Parmi le public, majoritairement français, on retrouve également de la diversité avec des spectateurs venus d’un peu partout dans la francophonie européenne, du Québec, mais on croise aussi, de plus en plus d’Asiatiques, parmi lesquels certains ne semblent pas parler un mot de français. Mystère pas encore résolu, pour ma part…
Ce soir, je voyage plutôt du côté de Barcelone.
TRANS (MÉS ENLLÀ)
Compagnie des Hommes (Paris – Barcelone)
En coproduction avec Teatre Lliure, Châteauvallon Scène nationale et Le Channel Scène nationale de Calais
Second volet d’un diptyque consacré aux individus invisibles, aux paroles qu’on entend peu, TRANS (més enllà) invite sur scène sept personnes trans pour témoigner de leurs parcours, des difficultés rencontrées, de l’aide et du soutien inattendus, d’acceptation de soi, des autres, et aussi de la liberté ressentie après avoir été enfermés, parfois pendant plusieurs décennies, dans un sexe qui ne leur convenait pas.
Ils s’appellent Clara, Sandra, Leyre, Raùl, Ian, Dany et Neus, et se présentent à nous tels qu’ils sont aujourd’hui, hommes, femmes, passés sous le bistouri ou encore en transition, tantôt apaisés, tantôt encore en questionnement.

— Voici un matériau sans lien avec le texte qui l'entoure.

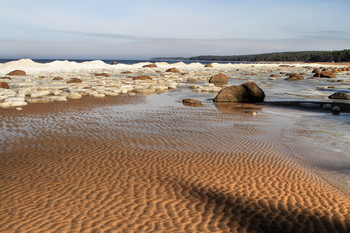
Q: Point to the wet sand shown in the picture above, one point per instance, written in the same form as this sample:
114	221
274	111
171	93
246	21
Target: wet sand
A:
125	164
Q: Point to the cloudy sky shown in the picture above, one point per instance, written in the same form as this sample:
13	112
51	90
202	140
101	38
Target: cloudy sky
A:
141	29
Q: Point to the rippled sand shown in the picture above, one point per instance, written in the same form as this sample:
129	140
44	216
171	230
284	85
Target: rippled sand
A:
125	164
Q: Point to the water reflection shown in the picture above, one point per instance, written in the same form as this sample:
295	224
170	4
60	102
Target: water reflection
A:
232	107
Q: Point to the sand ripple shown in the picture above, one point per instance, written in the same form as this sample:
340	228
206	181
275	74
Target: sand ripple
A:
127	168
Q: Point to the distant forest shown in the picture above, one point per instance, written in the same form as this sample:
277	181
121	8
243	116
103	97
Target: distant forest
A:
304	56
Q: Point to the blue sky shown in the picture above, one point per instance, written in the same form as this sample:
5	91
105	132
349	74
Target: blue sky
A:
140	29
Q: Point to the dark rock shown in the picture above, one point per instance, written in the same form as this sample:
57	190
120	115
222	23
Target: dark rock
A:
232	94
191	80
4	85
192	102
340	95
150	66
17	73
247	92
219	78
102	74
173	70
294	77
142	77
275	75
336	110
256	94
325	74
75	80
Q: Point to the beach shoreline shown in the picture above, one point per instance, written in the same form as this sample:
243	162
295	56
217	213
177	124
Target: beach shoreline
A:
141	161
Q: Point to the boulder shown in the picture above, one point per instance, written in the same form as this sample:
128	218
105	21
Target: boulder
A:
325	74
142	77
192	80
75	80
247	92
17	73
4	85
294	77
256	94
275	75
340	95
219	78
232	94
192	102
150	66
173	70
102	74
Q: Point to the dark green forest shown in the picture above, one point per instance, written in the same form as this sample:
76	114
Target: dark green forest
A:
303	56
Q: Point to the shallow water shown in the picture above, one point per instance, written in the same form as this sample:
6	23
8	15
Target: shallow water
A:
153	164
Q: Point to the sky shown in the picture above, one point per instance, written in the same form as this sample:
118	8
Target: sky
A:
142	29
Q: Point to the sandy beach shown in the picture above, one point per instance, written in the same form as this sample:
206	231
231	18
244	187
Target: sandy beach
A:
141	161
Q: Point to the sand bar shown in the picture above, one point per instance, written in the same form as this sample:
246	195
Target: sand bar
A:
147	163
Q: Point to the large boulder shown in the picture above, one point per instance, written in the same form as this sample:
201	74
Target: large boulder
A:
294	77
101	74
74	80
325	74
256	94
219	79
4	85
340	95
150	66
247	92
17	73
173	70
232	94
142	77
192	102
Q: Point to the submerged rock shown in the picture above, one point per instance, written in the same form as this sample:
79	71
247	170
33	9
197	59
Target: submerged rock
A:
336	110
340	95
256	94
75	80
173	70
325	74
4	85
232	94
150	66
294	77
219	79
247	92
57	78
142	77
102	74
17	73
192	102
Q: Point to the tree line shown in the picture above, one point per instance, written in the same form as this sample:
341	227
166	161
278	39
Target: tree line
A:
303	56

Ils racontent leur enfance, leur adolescence douloureuse, la violence, l’intimidation dans la rue ou même à la maison, le harcèlement au travail, la vie dans la rue, la rupture amoureuse ou familiale. Ils le font dans leurs mots à eux, en français, en catalan, en castillan, dans des récits qui résonnent entre eux d’une même quête identitaire, d’une même volonté de trouver sa place dans un monde qui leur assure que, en dépit de leur profonde conviction, ils sont d’un sexe plutôt que de l’autre.
Le metteur en scène Didier Ruiz, qui a travaillé et retravaillé les textes avec ses non-acteurs et recoupé leurs propos, a construit un tout remarquablement fluide et cohérent, qui ne tombe jamais dans le misérabilisme. Ils ne sont pas venus quémander l’approbation du public ni sa sympathie. Au contraire, face aux spectateurs, ils ont le regard brillant, défiant, fier. Ils viennent à nous dans leurs habits de tous les jours, nous demandent sans le dire de nous regarder dans les yeux. Ils sont là par volonté de changer le regard que le public pose sur eux, et surtout d’aider des personnes vivant peut-être les mêmes questionnements qu’eux. La scénographie d’Emmanuelle Debeusscher leur laisse toute la place, tendant de simples voiles de toile blanche sur lesquels sont par moments projetées des animations visuelles très colorées et joyeuses.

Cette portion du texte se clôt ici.